“Well, I'm going to try that way in real earnest now,” said Marty; “but I wish it was as easy for me to be steady about things as it is for Edith. She never seems to get into trouble over her tenths.”

A few days after this, when she was spending the afternoon with Edith, Marty told Mrs. Howell what a time she had had, and added,

“Doesn't it seem strange that I can't give my money regularly?”

“Perhaps,” suggested Mrs. Howell, “you have not asked God to help you in your new enterprise.”

“Why, no, I haven't,” replied Marty. “I never thought of it.”

“My dear child, we are nothing in our own strength. We should always ask God to help us, in what we attempt, and ask for his blessing. Unless he blesses our work, it cannot prosper.”

“But I don't know how to ask him,” said Marty, speaking softly. “The prayers I say every night are 'Our Father,' and 'Now I lay me,' and there's nothing in them about mission work.

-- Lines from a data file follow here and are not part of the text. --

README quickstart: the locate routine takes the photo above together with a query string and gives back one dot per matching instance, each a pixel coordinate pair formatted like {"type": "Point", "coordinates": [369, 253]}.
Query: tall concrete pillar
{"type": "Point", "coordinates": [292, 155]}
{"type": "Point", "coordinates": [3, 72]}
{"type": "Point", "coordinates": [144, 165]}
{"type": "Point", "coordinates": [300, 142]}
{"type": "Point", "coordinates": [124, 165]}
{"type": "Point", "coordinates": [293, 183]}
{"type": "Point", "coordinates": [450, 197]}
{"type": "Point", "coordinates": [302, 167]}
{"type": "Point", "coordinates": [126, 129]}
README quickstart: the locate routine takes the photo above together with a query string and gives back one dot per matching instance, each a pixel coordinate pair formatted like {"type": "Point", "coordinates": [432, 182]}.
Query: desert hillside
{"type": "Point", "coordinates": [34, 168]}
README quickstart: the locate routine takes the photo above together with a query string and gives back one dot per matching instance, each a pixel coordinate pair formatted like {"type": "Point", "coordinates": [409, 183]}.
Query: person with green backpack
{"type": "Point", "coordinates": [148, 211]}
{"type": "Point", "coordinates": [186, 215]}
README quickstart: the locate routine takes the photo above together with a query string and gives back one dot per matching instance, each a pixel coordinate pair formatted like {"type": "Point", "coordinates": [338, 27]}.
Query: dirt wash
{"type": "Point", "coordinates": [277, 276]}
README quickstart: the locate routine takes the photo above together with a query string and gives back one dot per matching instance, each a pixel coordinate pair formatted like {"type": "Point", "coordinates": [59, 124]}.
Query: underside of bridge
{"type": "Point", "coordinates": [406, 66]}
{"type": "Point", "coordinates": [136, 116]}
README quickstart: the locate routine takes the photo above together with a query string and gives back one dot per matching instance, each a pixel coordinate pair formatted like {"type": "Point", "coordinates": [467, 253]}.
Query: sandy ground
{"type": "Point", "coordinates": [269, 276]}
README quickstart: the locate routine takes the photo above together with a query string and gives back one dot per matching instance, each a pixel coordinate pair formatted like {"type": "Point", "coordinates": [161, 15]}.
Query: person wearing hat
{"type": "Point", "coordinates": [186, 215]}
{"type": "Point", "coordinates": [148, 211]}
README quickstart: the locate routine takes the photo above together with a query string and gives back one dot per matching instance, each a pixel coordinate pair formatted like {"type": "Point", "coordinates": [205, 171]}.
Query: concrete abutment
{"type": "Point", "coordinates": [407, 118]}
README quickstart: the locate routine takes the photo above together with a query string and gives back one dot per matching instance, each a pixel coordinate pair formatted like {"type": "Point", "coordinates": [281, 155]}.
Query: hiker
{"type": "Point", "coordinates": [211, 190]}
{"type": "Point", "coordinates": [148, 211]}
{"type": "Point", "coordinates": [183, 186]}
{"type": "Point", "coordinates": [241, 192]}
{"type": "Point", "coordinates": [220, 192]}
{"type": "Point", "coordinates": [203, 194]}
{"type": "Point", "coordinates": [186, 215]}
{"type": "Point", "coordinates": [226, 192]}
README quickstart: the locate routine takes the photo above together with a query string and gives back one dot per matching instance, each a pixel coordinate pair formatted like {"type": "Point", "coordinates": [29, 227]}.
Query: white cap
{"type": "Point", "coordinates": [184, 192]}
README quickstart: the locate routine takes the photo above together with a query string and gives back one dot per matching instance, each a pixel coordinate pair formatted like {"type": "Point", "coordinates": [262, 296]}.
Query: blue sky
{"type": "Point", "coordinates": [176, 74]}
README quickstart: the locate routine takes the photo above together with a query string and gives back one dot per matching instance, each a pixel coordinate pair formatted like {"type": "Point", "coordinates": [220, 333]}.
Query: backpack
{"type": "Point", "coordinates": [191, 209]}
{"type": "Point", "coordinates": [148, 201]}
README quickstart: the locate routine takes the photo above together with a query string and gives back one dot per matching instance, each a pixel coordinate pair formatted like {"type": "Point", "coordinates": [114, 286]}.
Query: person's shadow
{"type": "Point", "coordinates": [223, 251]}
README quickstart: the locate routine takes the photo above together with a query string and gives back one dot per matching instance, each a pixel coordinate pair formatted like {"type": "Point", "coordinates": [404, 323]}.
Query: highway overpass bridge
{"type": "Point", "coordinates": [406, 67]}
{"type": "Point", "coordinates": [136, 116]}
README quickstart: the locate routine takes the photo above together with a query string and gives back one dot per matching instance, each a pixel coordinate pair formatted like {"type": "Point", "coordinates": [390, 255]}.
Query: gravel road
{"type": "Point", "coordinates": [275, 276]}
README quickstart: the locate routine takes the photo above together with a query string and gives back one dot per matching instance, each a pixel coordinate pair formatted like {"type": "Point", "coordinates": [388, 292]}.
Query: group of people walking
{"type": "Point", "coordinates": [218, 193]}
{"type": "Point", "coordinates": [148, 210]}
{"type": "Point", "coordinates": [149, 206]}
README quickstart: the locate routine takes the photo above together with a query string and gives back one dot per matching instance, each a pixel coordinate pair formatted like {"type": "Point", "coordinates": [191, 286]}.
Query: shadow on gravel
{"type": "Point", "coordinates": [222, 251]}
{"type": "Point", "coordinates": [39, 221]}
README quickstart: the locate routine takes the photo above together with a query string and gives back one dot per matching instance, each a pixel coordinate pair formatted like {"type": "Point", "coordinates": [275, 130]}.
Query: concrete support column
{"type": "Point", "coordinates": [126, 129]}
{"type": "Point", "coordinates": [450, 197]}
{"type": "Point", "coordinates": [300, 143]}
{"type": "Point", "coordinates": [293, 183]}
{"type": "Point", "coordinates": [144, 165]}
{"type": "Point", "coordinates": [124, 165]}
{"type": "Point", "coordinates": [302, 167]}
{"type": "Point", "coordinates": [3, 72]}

I should have to say another prayer, shouldn't I?”

“If you more fully understood the Lord's Prayer, you would know that exactly what you want is included in it. But why cannot you ask for what you desire in your own words? Just go to God as trustingly as you would to your mother, when you want something you know she will let you have, if it is good for you to have it. And that would be really praying, for, Marty, don't you know there's a great difference between saying prayers and praying? You may say a dozen prayers and not pray at all.”

“Don't I pray when I kneel beside the bed and say those two prayers?”

“You do if you make the petitions your own, and really desire what you ask for, and if you ask in the right spirit. But if you just say the words over without thinking what you are saying, or whom you are speaking to, it is not praying at all. It is mocking God.”